社務所に設置されたケースには、全国から奉納された「いのししコレクション」まで展示されている。

しかし、なぜイノシシなのか? これには激アツなエピソードがあるのだ――。
奈良時代・称徳天皇の御代のこと。怪僧・弓削道鏡が法王となり、絶大な権力を振るい、ついには天皇の位も奪おうと画策。こともあろうか、
「『道鏡を天皇にすれば天下は平和に治まる』と宇佐八幡より(神様のお告げ)があった」
と称徳天皇にホラを吹くのである。なんちゅう図々しい!
当然ながら、称徳天皇は困惑した。そして、そのご神託は本当か、九州の宇佐八幡へ行って確かめてくるよう、側近の和気清麻呂公に命じたのである。

しかーし! 道鏡は卑怯。天皇よりオレにつけよと和気清麻呂を誘惑。「自分が天皇になれば、大臣の位を与えるぞ……」とニンジンをちらつかせる。
しかーし、しかーし! 和気清麻呂はそれになびかず、九州の宇佐八幡に行き、「道鏡を追放せよ」というご神託を受け、天皇に報告するのであった。エライッ!

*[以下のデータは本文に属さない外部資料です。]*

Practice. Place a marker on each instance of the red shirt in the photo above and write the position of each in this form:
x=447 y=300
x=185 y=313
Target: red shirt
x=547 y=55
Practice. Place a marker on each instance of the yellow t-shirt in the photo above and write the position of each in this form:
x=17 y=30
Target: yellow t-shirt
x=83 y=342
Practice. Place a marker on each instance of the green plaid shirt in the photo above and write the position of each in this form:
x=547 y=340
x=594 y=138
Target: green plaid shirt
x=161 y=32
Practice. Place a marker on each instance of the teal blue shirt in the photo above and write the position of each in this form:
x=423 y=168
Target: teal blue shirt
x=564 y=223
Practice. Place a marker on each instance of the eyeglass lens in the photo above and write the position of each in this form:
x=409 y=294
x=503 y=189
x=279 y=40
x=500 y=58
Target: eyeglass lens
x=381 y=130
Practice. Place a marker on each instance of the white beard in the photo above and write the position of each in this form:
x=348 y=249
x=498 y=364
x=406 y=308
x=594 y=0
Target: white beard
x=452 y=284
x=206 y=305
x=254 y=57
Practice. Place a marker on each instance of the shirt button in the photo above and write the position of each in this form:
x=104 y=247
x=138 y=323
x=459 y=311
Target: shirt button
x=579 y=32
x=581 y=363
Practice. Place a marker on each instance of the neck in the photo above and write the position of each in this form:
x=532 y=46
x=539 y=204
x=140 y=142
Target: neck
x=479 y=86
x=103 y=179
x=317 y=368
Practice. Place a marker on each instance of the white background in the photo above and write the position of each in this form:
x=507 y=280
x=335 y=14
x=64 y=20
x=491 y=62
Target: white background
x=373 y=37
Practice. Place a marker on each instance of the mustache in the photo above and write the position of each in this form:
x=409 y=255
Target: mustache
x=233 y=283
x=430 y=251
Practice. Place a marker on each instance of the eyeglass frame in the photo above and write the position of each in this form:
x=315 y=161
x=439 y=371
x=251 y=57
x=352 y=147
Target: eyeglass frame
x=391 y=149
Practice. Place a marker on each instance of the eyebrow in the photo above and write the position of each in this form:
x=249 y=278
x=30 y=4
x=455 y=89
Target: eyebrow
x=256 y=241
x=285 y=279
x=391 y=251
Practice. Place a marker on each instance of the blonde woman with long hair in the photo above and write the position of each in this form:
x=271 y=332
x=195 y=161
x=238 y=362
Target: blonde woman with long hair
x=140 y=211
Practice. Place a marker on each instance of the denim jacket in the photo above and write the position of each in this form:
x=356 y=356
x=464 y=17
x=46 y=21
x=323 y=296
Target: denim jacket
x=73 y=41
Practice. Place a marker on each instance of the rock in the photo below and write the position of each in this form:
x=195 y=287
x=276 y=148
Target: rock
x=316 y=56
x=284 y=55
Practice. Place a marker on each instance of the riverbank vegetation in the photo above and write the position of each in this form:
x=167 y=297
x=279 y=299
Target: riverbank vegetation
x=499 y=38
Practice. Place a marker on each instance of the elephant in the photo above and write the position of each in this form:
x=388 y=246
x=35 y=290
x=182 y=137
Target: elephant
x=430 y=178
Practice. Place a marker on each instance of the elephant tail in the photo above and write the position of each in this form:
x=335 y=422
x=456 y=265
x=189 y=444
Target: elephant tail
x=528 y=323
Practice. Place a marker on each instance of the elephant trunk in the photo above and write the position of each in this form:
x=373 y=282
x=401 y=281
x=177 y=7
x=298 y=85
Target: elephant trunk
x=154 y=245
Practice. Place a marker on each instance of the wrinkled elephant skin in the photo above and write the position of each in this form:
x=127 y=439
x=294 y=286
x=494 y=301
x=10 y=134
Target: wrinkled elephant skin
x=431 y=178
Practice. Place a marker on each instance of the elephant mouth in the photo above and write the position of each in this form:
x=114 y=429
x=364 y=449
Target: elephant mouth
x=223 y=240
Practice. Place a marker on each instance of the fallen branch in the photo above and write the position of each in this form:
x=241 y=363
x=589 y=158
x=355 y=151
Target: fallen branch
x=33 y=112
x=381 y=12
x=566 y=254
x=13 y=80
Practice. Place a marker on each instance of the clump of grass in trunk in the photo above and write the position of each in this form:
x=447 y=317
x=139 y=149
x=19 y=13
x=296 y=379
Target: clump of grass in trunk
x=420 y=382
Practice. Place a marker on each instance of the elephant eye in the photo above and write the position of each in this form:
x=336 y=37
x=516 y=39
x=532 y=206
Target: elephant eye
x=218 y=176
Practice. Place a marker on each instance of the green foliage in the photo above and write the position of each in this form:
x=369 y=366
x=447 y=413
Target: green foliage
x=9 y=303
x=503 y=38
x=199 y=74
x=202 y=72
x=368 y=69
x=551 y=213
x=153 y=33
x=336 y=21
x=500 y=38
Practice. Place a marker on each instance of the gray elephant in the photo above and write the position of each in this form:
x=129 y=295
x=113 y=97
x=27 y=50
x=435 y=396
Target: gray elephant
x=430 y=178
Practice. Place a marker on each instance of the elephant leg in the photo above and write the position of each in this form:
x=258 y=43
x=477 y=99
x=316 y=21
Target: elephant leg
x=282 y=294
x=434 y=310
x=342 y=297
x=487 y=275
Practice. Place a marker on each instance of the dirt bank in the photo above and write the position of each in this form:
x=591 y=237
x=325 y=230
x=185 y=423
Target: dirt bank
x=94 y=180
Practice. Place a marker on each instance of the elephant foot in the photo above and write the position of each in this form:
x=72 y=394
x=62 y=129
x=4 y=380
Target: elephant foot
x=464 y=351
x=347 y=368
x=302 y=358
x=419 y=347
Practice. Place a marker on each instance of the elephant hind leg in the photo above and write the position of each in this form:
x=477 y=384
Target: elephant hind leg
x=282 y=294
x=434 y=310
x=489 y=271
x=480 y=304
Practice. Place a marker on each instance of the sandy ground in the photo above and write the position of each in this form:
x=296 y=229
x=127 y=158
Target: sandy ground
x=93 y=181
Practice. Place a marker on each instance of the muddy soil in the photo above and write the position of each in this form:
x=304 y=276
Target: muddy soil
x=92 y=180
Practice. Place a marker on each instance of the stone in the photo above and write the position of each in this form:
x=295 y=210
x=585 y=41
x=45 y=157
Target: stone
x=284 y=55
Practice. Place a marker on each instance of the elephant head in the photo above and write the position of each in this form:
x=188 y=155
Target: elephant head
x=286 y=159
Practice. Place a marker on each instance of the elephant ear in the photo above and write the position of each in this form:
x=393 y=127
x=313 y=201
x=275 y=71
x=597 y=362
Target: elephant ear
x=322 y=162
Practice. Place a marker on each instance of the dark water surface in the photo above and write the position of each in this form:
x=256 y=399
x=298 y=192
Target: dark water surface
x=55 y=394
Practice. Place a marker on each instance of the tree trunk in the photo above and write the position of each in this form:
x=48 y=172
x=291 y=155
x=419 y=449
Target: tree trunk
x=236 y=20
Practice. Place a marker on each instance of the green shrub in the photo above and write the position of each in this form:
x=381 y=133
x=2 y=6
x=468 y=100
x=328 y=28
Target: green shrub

道鏡は激しく怒り、復讐に出る。清麻呂公の足の腱を切ったうえ、大隅国(鹿児島県)に流罪にし、清麻呂公が大隅国へ向かう途中、刺客を放つのである。しつこい道鏡の攻めに、立つことすらできなくなった清麻呂公――。
それでも、旅の途中、宇佐八幡へと参ろうとすると、ここで奇跡が!
どこからかワラワラと300頭(!!)のいのししが現れ、清麻呂公の輿(こし=乗り物)を囲み、道鏡の刺客たちから守りつつ、十里(約40km)道案内をしたのである!